Procurada pelo Broadcast, a assessoria da Ecovix informou que a construção das plataformas segue etapas que exigem um número maior ou menor de trabalhadores e que "as movimentações de pessoal estão ligadas a estas etapas". De acordo com a empresa, hoje o quadro de funcionários tem 7 mil pessoas e não há demissão em massa no estaleiro.
O presidente do sindicato também afirma que o EBR - onde segundo ele hoje trabalham cerca de 600 pessoas - teria outras mil vagas abertas, mas que os operários locais, mesmo já tendo participado da construção de outras plataformas, estariam com dificuldade de colocação devido à preferência do estaleiro em trazer mão de obra de outros Estados.

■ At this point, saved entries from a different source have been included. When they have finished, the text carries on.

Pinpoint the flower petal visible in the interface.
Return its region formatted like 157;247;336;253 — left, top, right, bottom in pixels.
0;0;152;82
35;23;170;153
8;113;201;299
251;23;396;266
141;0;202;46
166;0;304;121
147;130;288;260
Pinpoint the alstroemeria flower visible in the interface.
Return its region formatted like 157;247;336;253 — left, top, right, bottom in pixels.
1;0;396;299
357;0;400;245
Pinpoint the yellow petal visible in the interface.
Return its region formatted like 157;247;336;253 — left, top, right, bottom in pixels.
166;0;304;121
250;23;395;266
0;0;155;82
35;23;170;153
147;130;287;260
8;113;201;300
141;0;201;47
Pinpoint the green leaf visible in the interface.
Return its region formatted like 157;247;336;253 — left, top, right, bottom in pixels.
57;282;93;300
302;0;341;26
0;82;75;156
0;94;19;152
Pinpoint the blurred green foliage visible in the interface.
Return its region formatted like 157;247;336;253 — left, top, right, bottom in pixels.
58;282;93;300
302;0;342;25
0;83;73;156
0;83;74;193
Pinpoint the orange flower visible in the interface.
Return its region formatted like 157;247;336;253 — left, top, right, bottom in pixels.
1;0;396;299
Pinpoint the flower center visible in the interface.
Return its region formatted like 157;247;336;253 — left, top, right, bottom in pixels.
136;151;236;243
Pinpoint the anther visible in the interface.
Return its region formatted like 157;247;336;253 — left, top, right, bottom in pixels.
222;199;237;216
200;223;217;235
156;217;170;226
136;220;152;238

Em Charqueadas, a 60 quilômetros de Porto Alegre, outras centenas de pessoas aguardam recolocação profissional, depois de serem dispensadas pela Iesa Óleo e Gás - que teve o contrato rescindido pela Petrobras para a construção de 24 módulos de plataformas. Representantes sindicais de Rio Grande e de Charqueadas estão programando manifestações para os próximos dias, com o objetivo de chamar a atenção das autoridades estaduais e federais para o problema envolvendo o setor.